By afternoon the sun was finally winning its battle with the clouds, spreading warm golden light on a beautiful little bunting that briefly perched at the top of a pine tree. This special bird is a scarce visitor to the British Isles with on average 29 records reported each year.

A stunning little bunting

The sunny, windy conditions continued over the last few days of our stay. Goldcrest continued to fill our nets, whilst during our wanderings around the island we witnessed first hand the tussle and tumble of the natural world. The peace of a feeding flock of rock pipits erupts as a merlin comes crashing through. The flock bursts into the air, the merlin in hot pursuit, twisting and turning in tight circles before disappearing over a ridge.
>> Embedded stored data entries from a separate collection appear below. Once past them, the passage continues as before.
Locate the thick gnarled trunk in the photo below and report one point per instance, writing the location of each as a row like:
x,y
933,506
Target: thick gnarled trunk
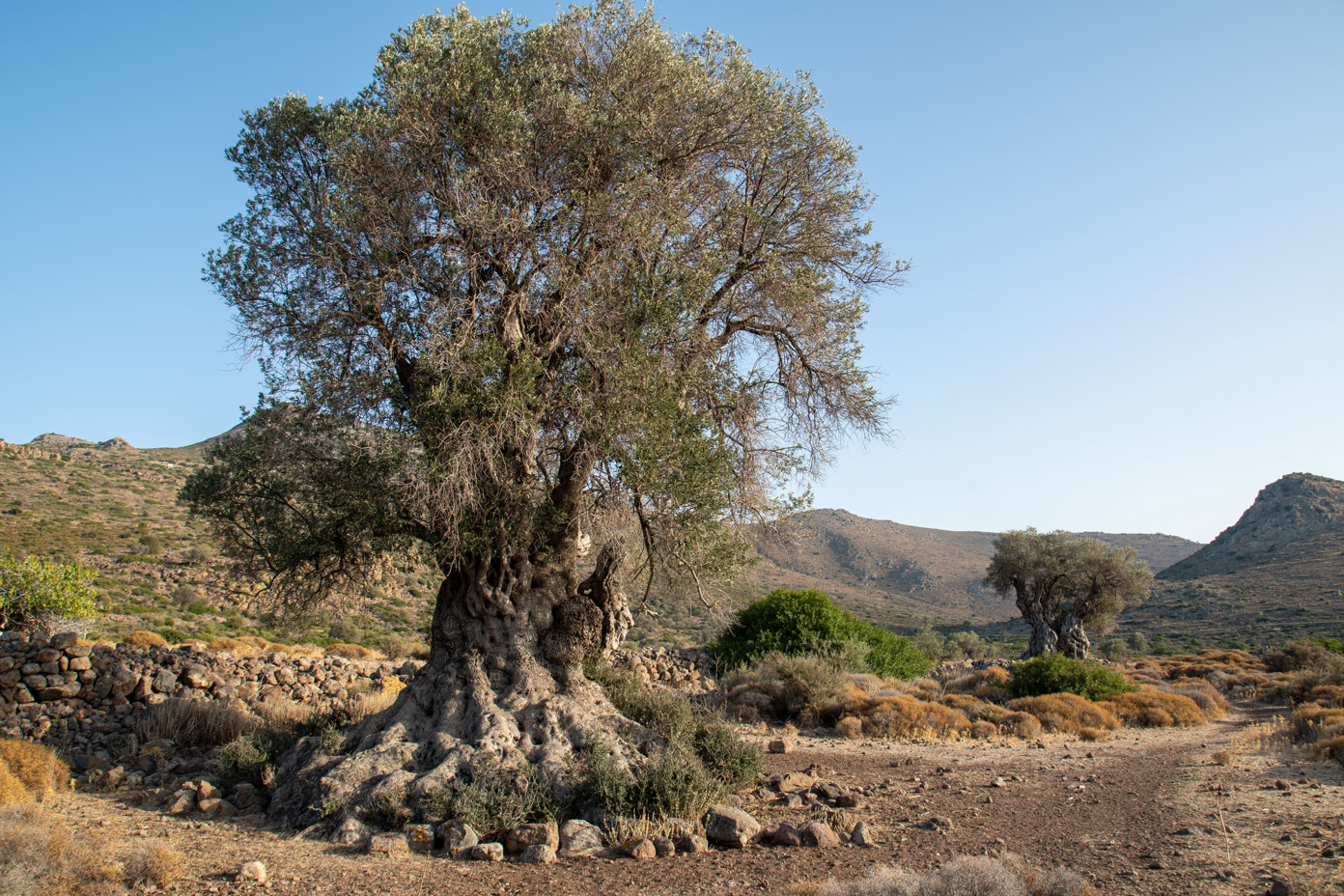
x,y
503,688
A few minutes later and the rock pipit is hiding under the wheels of a tractor, the merlin perched on top perhaps cursing the one that got away.

The chase is on between a merlin and a rock pipit...

Time on the island seems more dictated by seasons than by clocks or calendars; the days merge into one continual flow of changing light and weather. As our week draws to an end, it is time to return to the hustle and bustle of mainland life, while the island and its inhabitants remain in their natural cocoon of this wild landscape.   

Monday, 1 October 2012

Back in the Bay

Once again the sea in the Bay of Biscay was tumultuous and restless, although not as fearsome as April when 8 meter swells and a Force 8 bounced the ferry like a child's bath tub toy. Nevertheless the wind whipped across the waves, topping them with white horses that rolled over each other, sending spray up into an endless blue sky where white cotton wool clouds only occasionally obscured the warm sun. 

This time despite the wind and white caps, the wildlife was out to be seen. Flocks of cory's and great shearwaters skimmed the tops of the waves, almost touching the water before banking up into the wind. Gannets fly with stiffer wings low to the water or circling high up keeping a sharp eye out for fish below the swirling waves. The brilliant white of the adult birds stands out a mile, and at this time of year there are many completely brown juveniles and sub-adults with varying degrees of white and black. A small sabines gull bounces by, creating a ripple of delight through the birders on board. 

Cory's shearwater 

For those who like their marine wildlife a little on the larger, warm blooded side, there were plenty of sightings of whales and dolphins to boot. 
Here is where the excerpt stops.